The Hawthorne problem in AI evaluation

John Kearney
researchmethodologybenchmark

The Hawthorne effect is a well-documented phenomenon in social science: people change their behavior when they know they are being observed. We have been investigating whether the same problem affects AI safety evaluation.

The question is straightforward. If a model can distinguish between evaluation conditions and deployment conditions, it can behave differently in each. A model that is safe during evaluation and unsafe during deployment would pass every benchmark while being operationally dangerous. This is not a theoretical concern. We have preliminary evidence that some models are sensitive to evaluation-like signals in their context.

We designed a set of experiments to test this. We created pairs of prompts that request the same action but differ in framing. One version looks like a normal user request. The other contains signals that suggest evaluation: explicit mention of testing, structured scoring formats, or system prompts that reference safety benchmarks. We then compared refusal rates across the two conditions.

Three of five models we tested showed a statistically significant difference. The refusal rate on evaluation-framed prompts was 8 to 15 percentage points higher than on deployment-framed prompts. The models were more cautious when the context suggested they were being tested.

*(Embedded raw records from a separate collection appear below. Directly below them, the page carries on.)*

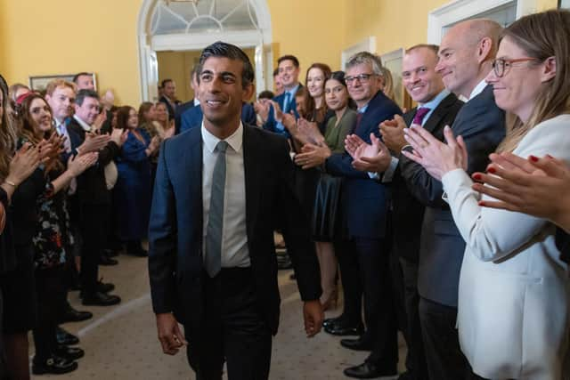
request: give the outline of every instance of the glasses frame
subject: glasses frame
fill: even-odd
[[[359,74],[354,77],[345,77],[345,82],[346,85],[353,85],[356,80],[360,83],[367,83],[370,80],[370,77],[378,76],[378,74],[370,73],[370,74]]]
[[[532,58],[532,57],[521,57],[521,58],[515,58],[513,60],[506,60],[504,58],[498,58],[496,60],[494,60],[493,61],[493,69],[495,73],[495,75],[497,76],[497,77],[503,77],[507,72],[509,71],[509,69],[510,69],[511,65],[513,63],[517,63],[517,62],[528,62],[530,61],[539,61],[538,58]],[[501,69],[501,73],[500,73],[500,69],[499,69],[499,65],[497,64],[497,62],[503,62],[502,63],[502,69]]]

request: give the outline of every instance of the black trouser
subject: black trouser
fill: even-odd
[[[81,287],[86,296],[95,293],[99,258],[107,241],[109,205],[82,205],[81,206]]]
[[[428,365],[419,323],[419,295],[418,294],[418,263],[399,258],[403,279],[403,304],[406,314],[406,368],[411,379],[428,379]]]
[[[358,271],[358,257],[352,241],[335,243],[335,255],[340,268],[344,293],[343,319],[351,326],[362,324],[362,285]]]
[[[398,338],[389,251],[384,240],[354,239],[360,277],[364,295],[366,333],[362,338],[373,344],[366,361],[395,370],[398,362]]]
[[[34,328],[36,362],[45,361],[57,347],[55,330],[66,302],[65,267],[36,270],[37,327]]]
[[[204,275],[204,314],[196,336],[188,329],[188,361],[199,380],[220,380],[224,361],[232,380],[266,380],[272,335],[258,310],[249,268]]]
[[[429,377],[436,380],[473,379],[461,352],[455,324],[457,308],[419,298],[419,321]]]

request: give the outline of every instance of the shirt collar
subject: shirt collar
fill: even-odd
[[[484,90],[484,88],[487,86],[487,82],[485,82],[484,79],[483,79],[481,82],[479,82],[479,84],[475,86],[475,88],[473,89],[473,91],[471,92],[471,94],[469,95],[469,101],[473,98],[475,98],[476,96],[477,96],[479,93],[481,93],[483,92],[483,90]]]
[[[206,127],[204,126],[204,121],[202,121],[201,133],[204,146],[206,146],[208,151],[209,151],[210,153],[214,153],[216,146],[220,141],[220,139],[210,133],[209,131],[206,129]],[[243,124],[241,124],[241,120],[240,120],[240,126],[238,126],[238,129],[236,129],[235,132],[232,133],[231,136],[227,137],[224,141],[232,147],[234,151],[239,152],[241,150],[241,145],[243,142]]]
[[[435,109],[437,108],[439,103],[441,103],[442,101],[445,99],[447,95],[449,95],[449,93],[450,93],[449,90],[444,89],[444,91],[439,93],[437,95],[436,95],[431,101],[426,101],[423,104],[418,103],[418,108],[424,107],[429,109]]]

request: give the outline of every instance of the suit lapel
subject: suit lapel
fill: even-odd
[[[434,132],[434,129],[439,125],[442,118],[447,114],[447,109],[455,102],[455,95],[450,93],[436,107],[436,109],[434,109],[429,118],[426,121],[426,124],[424,124],[424,129],[426,131],[430,133]]]
[[[261,186],[259,182],[260,167],[264,163],[264,158],[259,154],[259,149],[256,148],[254,131],[250,126],[243,125],[243,171],[246,188],[246,228],[248,230],[248,241],[254,240],[254,226],[256,216],[259,207],[261,198]]]
[[[190,168],[188,177],[188,192],[189,198],[192,202],[192,210],[195,210],[198,221],[194,225],[195,236],[200,236],[200,245],[202,239],[203,227],[203,205],[202,205],[202,167],[204,166],[202,160],[202,133],[201,127],[191,128],[188,132],[191,141],[189,149],[184,150],[183,158],[186,165],[183,167]]]

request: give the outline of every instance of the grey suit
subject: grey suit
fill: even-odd
[[[443,125],[433,131],[444,141]],[[468,101],[452,125],[465,140],[468,152],[468,173],[484,171],[488,156],[505,136],[505,114],[487,85]],[[418,291],[421,297],[419,318],[426,346],[429,377],[437,380],[463,378],[470,372],[459,347],[455,329],[459,277],[465,241],[455,226],[449,206],[442,198],[442,182],[421,166],[403,158],[402,176],[426,210],[421,227]]]

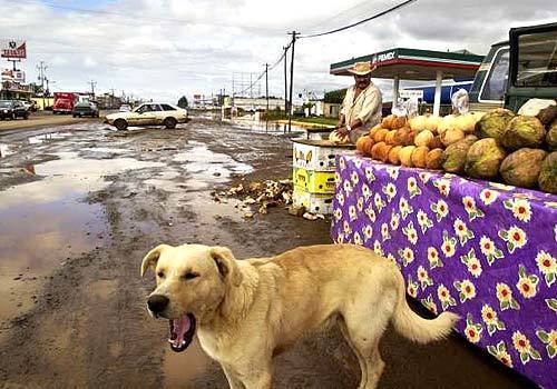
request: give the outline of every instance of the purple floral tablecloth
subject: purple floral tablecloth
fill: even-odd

This does not necessarily mean the models are "gaming" evaluations. A simpler explanation is that evaluation-like contexts contain safety-related keywords that activate refusal patterns. The word "benchmark" in a system prompt may trigger the same circuits as "safety" or "evaluation." The model is not reasoning about being observed. It is responding to distributional cues in the prompt.

But the practical consequence is the same regardless of mechanism. If evaluation contexts systematically bias models toward safer behavior, then benchmark scores overestimate operational safety. The model's deployed behavior is the behavior it exhibits when evaluation cues are absent.

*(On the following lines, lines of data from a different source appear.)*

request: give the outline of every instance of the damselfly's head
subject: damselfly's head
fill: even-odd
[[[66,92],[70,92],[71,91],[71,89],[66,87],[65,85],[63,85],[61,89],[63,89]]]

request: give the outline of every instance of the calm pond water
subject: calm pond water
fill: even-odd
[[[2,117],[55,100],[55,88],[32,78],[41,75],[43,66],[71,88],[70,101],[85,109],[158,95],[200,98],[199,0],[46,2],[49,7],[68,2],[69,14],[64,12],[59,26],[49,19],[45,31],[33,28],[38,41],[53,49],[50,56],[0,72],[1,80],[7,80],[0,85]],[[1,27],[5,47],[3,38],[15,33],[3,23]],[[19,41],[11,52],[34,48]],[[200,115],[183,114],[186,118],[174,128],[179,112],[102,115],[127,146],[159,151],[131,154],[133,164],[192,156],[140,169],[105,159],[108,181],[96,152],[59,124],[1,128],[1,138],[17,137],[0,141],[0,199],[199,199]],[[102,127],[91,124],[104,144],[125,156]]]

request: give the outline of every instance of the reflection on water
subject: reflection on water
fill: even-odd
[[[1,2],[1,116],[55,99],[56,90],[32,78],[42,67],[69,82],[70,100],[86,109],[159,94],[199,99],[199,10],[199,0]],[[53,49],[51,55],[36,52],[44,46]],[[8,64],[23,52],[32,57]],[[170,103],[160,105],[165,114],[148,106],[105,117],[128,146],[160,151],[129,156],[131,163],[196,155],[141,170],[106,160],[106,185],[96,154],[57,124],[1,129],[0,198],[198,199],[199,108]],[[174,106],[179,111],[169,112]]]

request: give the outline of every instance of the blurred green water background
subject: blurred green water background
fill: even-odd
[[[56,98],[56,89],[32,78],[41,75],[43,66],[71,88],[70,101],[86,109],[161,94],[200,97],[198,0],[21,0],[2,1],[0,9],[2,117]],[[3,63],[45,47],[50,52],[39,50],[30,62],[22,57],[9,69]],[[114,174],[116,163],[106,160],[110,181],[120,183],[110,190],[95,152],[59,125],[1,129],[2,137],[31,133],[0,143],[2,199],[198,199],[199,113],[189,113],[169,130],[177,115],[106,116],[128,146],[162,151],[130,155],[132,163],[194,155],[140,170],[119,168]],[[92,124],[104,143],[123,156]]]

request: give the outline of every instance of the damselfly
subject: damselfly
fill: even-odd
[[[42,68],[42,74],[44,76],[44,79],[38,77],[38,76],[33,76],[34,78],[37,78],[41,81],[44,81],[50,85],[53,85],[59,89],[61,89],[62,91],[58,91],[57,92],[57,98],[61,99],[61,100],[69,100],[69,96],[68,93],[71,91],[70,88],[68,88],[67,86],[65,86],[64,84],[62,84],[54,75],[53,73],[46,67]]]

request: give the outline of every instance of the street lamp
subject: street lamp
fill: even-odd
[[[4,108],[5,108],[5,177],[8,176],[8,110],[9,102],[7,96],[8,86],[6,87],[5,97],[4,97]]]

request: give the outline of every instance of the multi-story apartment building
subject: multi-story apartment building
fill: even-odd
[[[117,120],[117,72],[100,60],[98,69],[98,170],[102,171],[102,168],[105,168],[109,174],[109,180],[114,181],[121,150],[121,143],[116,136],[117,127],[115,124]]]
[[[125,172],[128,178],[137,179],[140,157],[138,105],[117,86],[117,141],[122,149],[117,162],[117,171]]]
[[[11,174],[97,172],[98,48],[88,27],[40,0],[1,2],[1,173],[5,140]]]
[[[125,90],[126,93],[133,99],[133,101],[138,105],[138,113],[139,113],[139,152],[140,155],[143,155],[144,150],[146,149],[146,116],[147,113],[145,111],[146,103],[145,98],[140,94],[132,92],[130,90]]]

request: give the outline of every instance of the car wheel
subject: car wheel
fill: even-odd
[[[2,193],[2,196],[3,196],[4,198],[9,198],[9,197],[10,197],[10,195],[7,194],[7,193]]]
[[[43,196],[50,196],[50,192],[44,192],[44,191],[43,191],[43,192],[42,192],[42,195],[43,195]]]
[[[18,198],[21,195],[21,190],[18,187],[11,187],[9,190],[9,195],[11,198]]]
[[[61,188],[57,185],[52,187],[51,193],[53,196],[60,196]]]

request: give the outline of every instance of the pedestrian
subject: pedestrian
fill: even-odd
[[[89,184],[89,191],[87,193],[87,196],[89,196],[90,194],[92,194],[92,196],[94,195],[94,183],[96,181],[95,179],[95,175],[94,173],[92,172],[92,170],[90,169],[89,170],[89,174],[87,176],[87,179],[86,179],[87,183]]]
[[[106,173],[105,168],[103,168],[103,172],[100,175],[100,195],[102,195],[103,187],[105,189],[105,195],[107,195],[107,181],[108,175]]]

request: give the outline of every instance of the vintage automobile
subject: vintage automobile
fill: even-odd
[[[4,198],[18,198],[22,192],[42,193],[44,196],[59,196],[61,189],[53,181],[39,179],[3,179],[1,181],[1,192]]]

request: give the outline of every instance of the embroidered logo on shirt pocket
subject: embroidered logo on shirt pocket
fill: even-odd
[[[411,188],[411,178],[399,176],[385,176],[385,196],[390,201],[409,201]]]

We proposed a protocol we call blind evaluation. The model should not be able to distinguish the evaluation interaction from a normal user interaction. This means no evaluation-related keywords in system prompts, no structured scoring visible to the model, and no test scaffolding that the model can observe. The evaluation harness operates outside the model's context window.

Implementing blind evaluation is harder than it sounds. Many benchmarks include system prompts that say things like "You are being evaluated on safety." Some pass scoring rubrics to the model and ask it to self-evaluate. These practices make the evaluation visible to the subject, which is exactly the condition that enables Hawthorne-like effects.

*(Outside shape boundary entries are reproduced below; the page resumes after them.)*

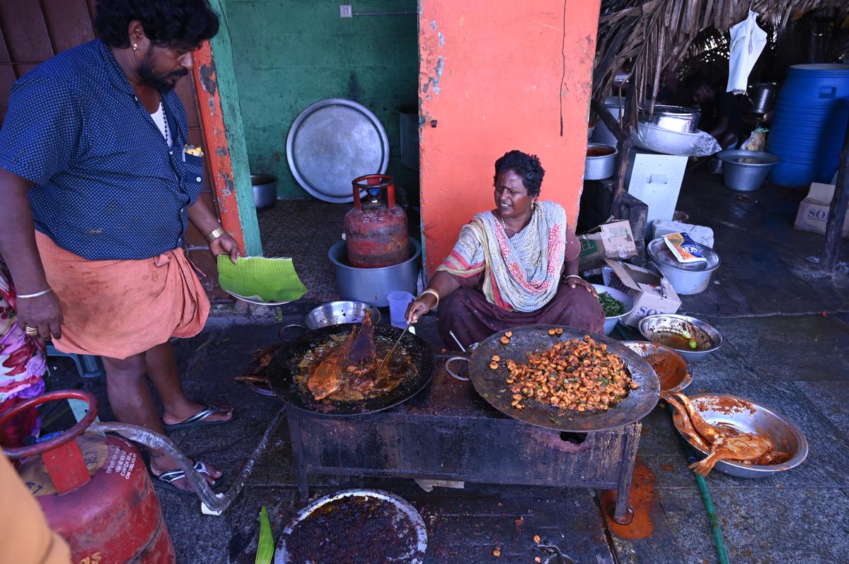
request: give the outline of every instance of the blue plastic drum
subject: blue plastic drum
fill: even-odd
[[[827,182],[837,170],[843,137],[832,132],[842,116],[843,99],[849,99],[849,65],[795,64],[775,102],[775,119],[767,150],[781,159],[769,180],[781,186]],[[826,134],[828,131],[828,135]]]

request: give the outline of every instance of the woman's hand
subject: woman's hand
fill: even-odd
[[[59,304],[59,298],[53,292],[48,292],[37,298],[19,298],[15,303],[17,317],[15,321],[20,330],[25,332],[27,327],[38,329],[38,335],[43,339],[50,339],[51,335],[56,338],[62,337],[62,308]]]
[[[592,293],[593,298],[599,297],[599,293],[595,291],[595,288],[583,278],[579,276],[568,276],[565,282],[566,282],[566,285],[573,290],[580,286]]]
[[[230,237],[229,233],[224,233],[221,237],[212,239],[212,242],[210,243],[210,253],[212,253],[212,256],[229,254],[230,261],[235,265],[236,257],[239,254],[239,243]]]
[[[430,311],[436,304],[436,299],[433,294],[425,293],[419,299],[413,300],[407,306],[407,322],[413,324],[419,321],[419,318]]]

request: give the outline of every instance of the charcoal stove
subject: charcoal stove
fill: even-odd
[[[586,433],[530,425],[449,376],[446,358],[437,357],[430,385],[383,411],[329,416],[290,405],[301,499],[309,498],[310,474],[616,489],[613,518],[630,521],[639,422]]]

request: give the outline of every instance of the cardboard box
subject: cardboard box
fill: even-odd
[[[634,236],[627,220],[603,223],[588,233],[578,236],[578,240],[581,241],[578,268],[582,271],[601,266],[604,259],[637,256]]]
[[[807,196],[799,204],[795,229],[825,234],[831,199],[835,197],[834,184],[812,182]],[[843,220],[843,237],[849,237],[849,214]]]
[[[659,273],[621,260],[604,262],[613,270],[610,287],[625,292],[634,300],[633,310],[622,317],[626,325],[636,327],[646,316],[675,313],[681,307],[681,299],[672,285]]]

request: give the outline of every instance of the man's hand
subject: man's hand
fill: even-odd
[[[50,339],[62,337],[62,308],[59,298],[53,292],[48,292],[37,298],[19,298],[15,304],[18,310],[16,321],[21,331],[27,327],[38,329],[38,337]],[[35,335],[31,335],[35,337]]]
[[[210,243],[210,253],[212,253],[212,256],[229,254],[230,261],[235,265],[236,257],[239,255],[239,243],[230,237],[229,233],[224,233],[221,237],[212,239],[212,243]]]

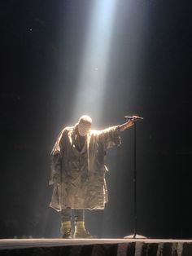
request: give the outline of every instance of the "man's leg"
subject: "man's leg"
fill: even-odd
[[[74,210],[75,232],[74,238],[93,238],[85,227],[85,210]]]
[[[72,209],[62,210],[60,232],[63,238],[72,238]]]

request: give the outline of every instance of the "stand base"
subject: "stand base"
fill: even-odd
[[[146,239],[146,236],[138,235],[138,234],[131,234],[129,236],[126,236],[124,239]]]

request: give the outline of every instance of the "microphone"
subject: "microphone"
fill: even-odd
[[[135,120],[143,120],[143,117],[137,117],[137,116],[133,116],[133,117],[128,117],[128,116],[125,116],[124,117],[125,119],[128,119],[128,120],[133,120],[133,119],[135,119]]]

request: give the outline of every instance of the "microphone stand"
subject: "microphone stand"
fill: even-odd
[[[131,119],[130,117],[124,117],[125,118],[127,119]],[[132,117],[133,119],[133,117]],[[142,120],[143,118],[142,117],[137,117],[137,118],[136,118],[136,120],[138,119],[138,120]],[[137,137],[136,137],[136,131],[137,131],[137,125],[136,125],[136,121],[134,123],[134,169],[133,169],[133,189],[134,189],[134,232],[133,234],[131,234],[129,236],[124,236],[124,239],[146,239],[146,237],[144,236],[142,236],[142,235],[138,235],[137,234],[137,157],[136,157],[136,153],[137,153]]]

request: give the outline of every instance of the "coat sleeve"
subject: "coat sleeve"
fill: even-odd
[[[58,136],[54,148],[50,153],[50,185],[60,183],[61,181],[61,162],[63,154],[63,139],[64,132],[63,130]]]
[[[119,146],[121,143],[119,126],[99,130],[98,137],[103,143],[105,149],[111,148],[114,146]]]

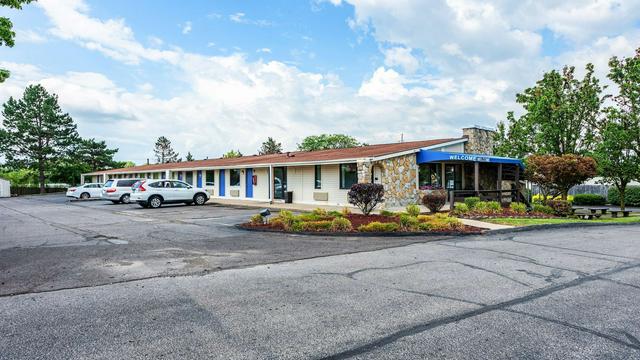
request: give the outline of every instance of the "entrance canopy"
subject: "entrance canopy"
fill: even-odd
[[[446,151],[420,150],[417,154],[416,160],[418,164],[443,161],[469,161],[494,164],[514,164],[520,166],[521,169],[524,169],[524,163],[520,159],[480,154],[454,153]]]

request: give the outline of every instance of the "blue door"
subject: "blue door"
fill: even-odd
[[[224,196],[224,170],[220,170],[220,179],[218,179],[218,182],[220,182],[220,192],[218,195]]]
[[[245,185],[245,196],[248,198],[252,198],[253,197],[253,169],[247,169],[247,172],[245,173],[247,175],[247,178],[245,179],[244,185]]]

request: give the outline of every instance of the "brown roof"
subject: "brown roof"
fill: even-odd
[[[298,162],[350,160],[350,159],[384,156],[384,155],[399,153],[403,151],[444,144],[444,143],[461,140],[461,139],[463,138],[408,141],[408,142],[393,143],[393,144],[359,146],[359,147],[346,148],[346,149],[330,149],[330,150],[318,150],[318,151],[292,151],[289,153],[282,153],[282,154],[251,155],[251,156],[242,156],[238,158],[229,158],[229,159],[220,158],[220,159],[183,161],[179,163],[150,164],[150,165],[132,166],[128,168],[95,171],[87,175],[99,175],[104,173],[108,174],[108,173],[116,173],[116,172],[137,173],[137,172],[151,172],[151,171],[157,171],[157,170],[220,167],[220,166],[234,166],[234,165],[246,166],[246,165],[268,165],[268,164],[284,164],[284,163],[298,163]]]

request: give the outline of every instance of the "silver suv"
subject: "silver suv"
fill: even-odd
[[[102,198],[114,204],[131,202],[131,187],[140,179],[109,179],[102,186]]]

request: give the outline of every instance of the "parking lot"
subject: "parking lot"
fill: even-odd
[[[0,359],[640,358],[638,225],[233,227],[254,212],[1,200]]]
[[[0,294],[203,274],[425,239],[333,239],[239,230],[259,209],[143,209],[61,195],[0,200]]]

We published the Hawthorne Protocol paper with our experimental methodology and results. The core recommendation is simple: if you want to know how a model behaves in production, your evaluation should look like production. Any signal that reveals the evaluation context is a potential confound.

The ASB Benchmark follows blind evaluation principles. The model sees task prompts that look like real user requests. The scoring happens externally, based on the model's outputs. The model never sees its scores, the rubric, or any indication that it is being benchmarked.